アリスズc


「そういえば、お前はまだ独身だったな」

 宿屋では、テルはヤイクと同じ部屋になる。

 話相手がヤイクしかいないのだから、私的な話になることもある。

 彼は、二十代後半。

 貴族としては変り種とは言え、貴族の肩書を持ち、叔父はいまをときめく賢者なのだから、どこからでも良縁が降ってきそうなものだが。
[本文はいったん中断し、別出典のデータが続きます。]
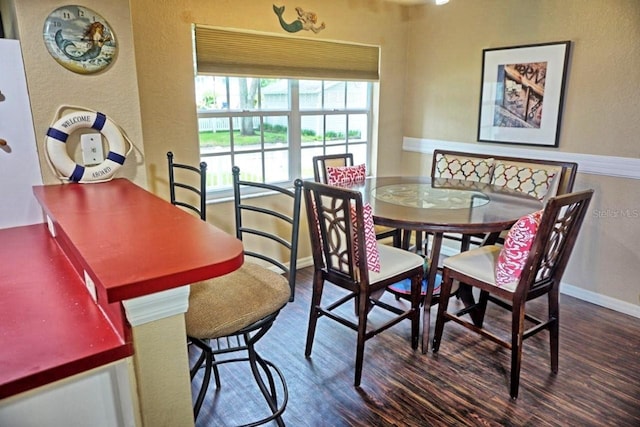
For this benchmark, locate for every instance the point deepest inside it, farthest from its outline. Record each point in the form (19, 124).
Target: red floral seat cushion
(515, 251)
(337, 175)
(371, 244)
(533, 179)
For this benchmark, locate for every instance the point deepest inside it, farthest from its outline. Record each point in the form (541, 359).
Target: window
(272, 127)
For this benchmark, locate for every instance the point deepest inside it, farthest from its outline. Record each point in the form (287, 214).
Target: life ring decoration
(66, 168)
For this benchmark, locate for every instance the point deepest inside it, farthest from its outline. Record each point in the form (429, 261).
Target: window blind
(229, 52)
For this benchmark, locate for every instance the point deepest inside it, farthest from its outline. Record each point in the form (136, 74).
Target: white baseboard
(622, 167)
(601, 300)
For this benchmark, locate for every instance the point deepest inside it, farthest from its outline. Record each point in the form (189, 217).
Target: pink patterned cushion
(371, 244)
(337, 175)
(516, 248)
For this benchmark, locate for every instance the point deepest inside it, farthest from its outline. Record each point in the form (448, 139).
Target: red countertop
(134, 243)
(131, 242)
(50, 328)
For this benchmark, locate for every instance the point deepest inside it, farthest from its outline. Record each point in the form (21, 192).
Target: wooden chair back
(331, 230)
(276, 230)
(551, 248)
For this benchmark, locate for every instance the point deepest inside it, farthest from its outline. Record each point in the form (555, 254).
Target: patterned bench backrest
(540, 178)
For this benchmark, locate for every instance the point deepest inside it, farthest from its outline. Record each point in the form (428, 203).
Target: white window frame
(294, 114)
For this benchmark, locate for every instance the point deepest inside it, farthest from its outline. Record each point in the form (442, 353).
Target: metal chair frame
(268, 377)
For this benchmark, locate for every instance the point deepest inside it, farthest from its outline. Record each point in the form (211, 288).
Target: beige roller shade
(228, 52)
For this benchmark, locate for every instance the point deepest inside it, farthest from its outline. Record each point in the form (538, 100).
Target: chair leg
(483, 299)
(397, 238)
(554, 329)
(362, 331)
(445, 293)
(316, 298)
(270, 394)
(517, 332)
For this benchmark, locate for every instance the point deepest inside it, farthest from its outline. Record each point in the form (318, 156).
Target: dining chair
(529, 265)
(228, 315)
(345, 160)
(347, 255)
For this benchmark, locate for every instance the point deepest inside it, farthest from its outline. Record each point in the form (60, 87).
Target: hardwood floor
(466, 383)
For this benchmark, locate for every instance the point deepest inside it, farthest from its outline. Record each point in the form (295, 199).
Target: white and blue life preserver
(56, 146)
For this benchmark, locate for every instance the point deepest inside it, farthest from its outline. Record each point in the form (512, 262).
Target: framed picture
(522, 93)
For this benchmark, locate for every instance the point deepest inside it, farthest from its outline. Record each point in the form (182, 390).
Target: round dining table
(438, 206)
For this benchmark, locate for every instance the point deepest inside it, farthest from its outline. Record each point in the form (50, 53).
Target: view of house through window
(271, 128)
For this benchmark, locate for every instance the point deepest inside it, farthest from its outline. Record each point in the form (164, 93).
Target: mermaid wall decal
(305, 21)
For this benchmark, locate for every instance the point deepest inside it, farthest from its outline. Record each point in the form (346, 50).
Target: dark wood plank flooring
(466, 383)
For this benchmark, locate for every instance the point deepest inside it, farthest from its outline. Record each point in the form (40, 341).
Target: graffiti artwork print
(522, 94)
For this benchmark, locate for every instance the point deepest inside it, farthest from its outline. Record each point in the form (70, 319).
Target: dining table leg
(434, 256)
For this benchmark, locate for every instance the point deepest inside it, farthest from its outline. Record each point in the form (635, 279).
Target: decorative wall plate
(79, 39)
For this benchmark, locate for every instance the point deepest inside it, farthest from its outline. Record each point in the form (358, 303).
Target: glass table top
(426, 197)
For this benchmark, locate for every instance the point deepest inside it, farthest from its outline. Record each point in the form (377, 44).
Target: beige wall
(602, 101)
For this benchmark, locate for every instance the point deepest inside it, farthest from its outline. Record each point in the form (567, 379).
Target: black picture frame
(522, 93)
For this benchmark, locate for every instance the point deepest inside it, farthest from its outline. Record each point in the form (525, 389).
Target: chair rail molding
(621, 167)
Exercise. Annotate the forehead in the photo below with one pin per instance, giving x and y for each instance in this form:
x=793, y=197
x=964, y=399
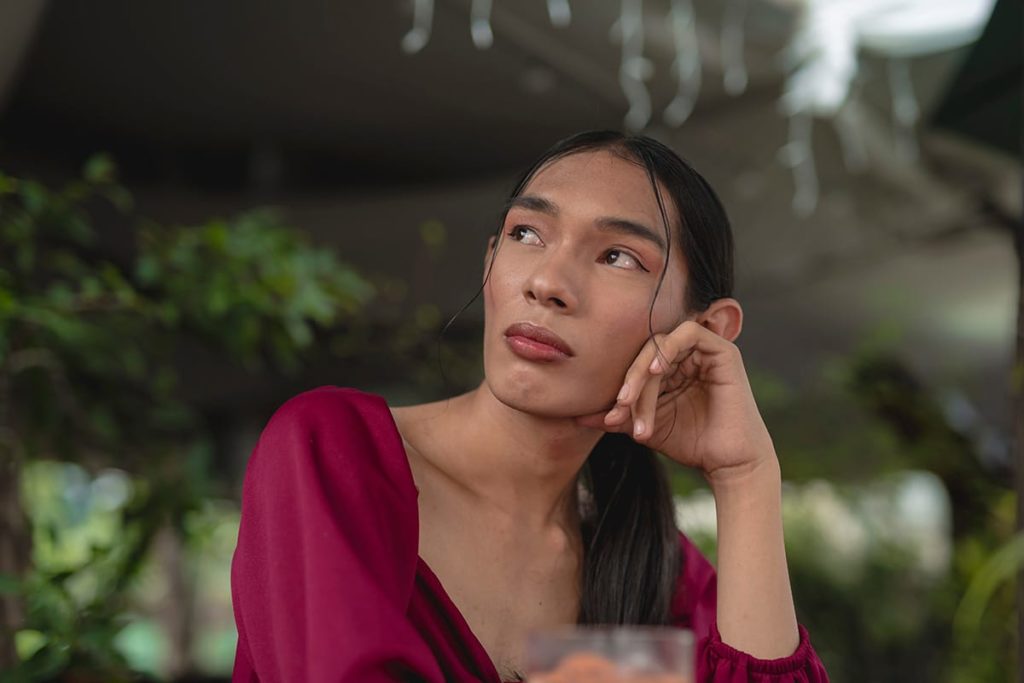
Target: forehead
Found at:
x=602, y=182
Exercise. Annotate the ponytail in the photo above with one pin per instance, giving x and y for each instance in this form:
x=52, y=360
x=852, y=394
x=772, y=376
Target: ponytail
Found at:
x=631, y=547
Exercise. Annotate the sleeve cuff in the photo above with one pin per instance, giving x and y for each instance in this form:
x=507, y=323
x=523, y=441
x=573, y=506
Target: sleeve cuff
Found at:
x=795, y=663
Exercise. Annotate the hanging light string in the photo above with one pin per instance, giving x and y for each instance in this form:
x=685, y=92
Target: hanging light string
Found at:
x=419, y=35
x=686, y=65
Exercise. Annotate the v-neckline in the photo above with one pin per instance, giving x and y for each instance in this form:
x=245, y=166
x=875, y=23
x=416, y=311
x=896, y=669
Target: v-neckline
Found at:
x=479, y=651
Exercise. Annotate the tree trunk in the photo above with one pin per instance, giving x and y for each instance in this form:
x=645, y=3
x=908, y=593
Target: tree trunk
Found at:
x=1018, y=418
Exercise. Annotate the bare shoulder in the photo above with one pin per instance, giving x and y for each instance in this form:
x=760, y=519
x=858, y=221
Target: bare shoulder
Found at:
x=421, y=427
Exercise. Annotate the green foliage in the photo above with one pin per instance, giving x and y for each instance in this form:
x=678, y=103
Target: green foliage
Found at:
x=88, y=344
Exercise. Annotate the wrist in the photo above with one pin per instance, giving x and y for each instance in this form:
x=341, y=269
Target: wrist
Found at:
x=763, y=473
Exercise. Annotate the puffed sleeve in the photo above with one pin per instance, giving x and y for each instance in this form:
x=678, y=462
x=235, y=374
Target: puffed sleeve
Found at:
x=328, y=545
x=695, y=607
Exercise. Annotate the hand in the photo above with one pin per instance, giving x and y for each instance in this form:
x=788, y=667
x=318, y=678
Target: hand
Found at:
x=687, y=395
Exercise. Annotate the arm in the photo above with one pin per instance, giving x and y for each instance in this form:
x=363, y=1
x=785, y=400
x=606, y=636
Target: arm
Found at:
x=326, y=559
x=755, y=606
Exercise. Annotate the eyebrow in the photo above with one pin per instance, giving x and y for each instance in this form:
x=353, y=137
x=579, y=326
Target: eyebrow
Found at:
x=608, y=223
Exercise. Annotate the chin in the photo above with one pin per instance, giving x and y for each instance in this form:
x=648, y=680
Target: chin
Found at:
x=546, y=397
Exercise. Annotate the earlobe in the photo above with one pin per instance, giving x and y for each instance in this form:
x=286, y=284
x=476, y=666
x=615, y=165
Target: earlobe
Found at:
x=724, y=317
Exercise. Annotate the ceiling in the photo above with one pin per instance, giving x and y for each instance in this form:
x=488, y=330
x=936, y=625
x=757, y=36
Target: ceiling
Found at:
x=213, y=107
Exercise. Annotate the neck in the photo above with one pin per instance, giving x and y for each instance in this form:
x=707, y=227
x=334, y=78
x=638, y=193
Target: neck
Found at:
x=518, y=465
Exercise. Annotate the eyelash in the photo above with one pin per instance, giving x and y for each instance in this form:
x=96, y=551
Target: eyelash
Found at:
x=517, y=229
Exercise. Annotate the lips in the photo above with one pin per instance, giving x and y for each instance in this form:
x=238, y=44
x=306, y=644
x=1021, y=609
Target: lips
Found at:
x=536, y=343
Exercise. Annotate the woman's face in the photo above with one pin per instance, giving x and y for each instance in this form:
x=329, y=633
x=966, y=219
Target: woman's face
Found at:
x=569, y=291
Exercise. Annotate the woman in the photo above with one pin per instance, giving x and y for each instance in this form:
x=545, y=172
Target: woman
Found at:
x=423, y=543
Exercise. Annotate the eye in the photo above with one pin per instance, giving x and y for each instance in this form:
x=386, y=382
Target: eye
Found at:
x=524, y=235
x=622, y=259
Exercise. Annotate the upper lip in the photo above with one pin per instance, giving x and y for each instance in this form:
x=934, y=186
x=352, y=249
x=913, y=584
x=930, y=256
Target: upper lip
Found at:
x=539, y=334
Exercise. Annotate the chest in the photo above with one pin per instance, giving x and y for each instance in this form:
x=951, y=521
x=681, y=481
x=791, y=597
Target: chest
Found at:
x=500, y=604
x=503, y=590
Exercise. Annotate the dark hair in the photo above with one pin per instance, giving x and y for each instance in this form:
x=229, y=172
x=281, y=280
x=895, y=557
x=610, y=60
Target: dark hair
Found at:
x=631, y=545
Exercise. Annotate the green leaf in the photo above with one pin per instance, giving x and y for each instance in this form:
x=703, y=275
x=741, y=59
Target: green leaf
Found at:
x=99, y=169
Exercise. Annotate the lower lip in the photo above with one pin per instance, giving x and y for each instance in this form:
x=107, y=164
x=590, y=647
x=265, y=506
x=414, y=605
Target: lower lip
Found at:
x=530, y=349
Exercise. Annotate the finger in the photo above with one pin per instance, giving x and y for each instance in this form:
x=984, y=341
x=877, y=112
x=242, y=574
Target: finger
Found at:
x=644, y=410
x=639, y=372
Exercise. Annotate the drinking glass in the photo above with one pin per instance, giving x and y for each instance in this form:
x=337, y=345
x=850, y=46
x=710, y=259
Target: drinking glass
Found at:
x=610, y=654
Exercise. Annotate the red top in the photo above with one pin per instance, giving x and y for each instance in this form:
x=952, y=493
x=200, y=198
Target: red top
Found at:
x=328, y=585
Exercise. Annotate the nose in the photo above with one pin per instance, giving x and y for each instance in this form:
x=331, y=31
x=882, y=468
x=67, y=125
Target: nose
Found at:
x=552, y=284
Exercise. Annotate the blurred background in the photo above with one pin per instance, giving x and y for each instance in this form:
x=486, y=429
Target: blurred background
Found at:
x=206, y=208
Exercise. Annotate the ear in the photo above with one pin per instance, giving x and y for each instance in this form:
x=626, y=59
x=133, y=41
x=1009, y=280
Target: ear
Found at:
x=724, y=317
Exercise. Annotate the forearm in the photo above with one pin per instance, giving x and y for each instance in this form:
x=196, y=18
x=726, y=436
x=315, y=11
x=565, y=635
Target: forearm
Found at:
x=755, y=601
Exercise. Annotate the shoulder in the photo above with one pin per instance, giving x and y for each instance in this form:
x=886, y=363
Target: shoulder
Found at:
x=331, y=431
x=327, y=407
x=696, y=587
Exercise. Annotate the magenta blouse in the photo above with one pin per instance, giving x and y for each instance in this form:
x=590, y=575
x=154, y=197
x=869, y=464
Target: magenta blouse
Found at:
x=328, y=585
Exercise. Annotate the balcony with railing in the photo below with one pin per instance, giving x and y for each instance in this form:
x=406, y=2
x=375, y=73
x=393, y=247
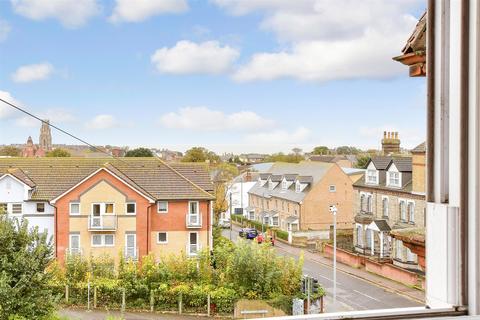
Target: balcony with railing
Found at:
x=131, y=253
x=193, y=220
x=102, y=222
x=193, y=249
「一人に決めるには、まだまだ勿体無く思えるのですよ。もうしばらく、花を飛び回る羽虫のように生きたいですね」

 ニッと、唇の端に潜まされる──毒。

「たとえ、どれほど女が好きだろうと…貴族としての結婚は別、と割り切りそうな男に見えるがな」

 素晴らしき政治肌。

 その肌が、貴族の結婚の意味合いを理解していないはずがない。

「私はね…女が、好きなのですよ、本当に」

 ヤイクは、音をひとつずつ切るようにして、言葉を殊更強調してみせた。

 それが、まだ結婚を考えない理由というのか。

 だが、何故だろう。

 テルは、違和感を拭えない。

 キクの道場で聞いた、門下生の男たちの口から出る『女』という表現と、ヤイクのそれは何か違う気がしたのだ。

 彼らは、『女』を抱きしめたいと思っている。

 はっきり言えば、響きにどうしてもいやらしさが含まれるのだ。

 だが。

 ヤイクの口から出てくる『女』は、それを感じない。

 毒はあるが、彼が女という生き物の尻を追い回しているのだとは、どうしても思えないのだ。

「お前にとって…女とは何なのだ?」

 分からないことは、聞けばいい。

 テルの思考は、至ってシンプルだった。

「そうですね…寺子屋制度も出来、下地もしっかりと出来ましたし…」

 ヤイクは、自分を見た。

 いつもの、ひねりのある目ではない。

 まっすぐな、男としての目。

 彼が言っている言葉が、何につながるのかまだ分からなかった。

 しかし、ひとつだけ分かった。

 ヤイクは──テルを本当の話が出来る相手だと、認めたのだ。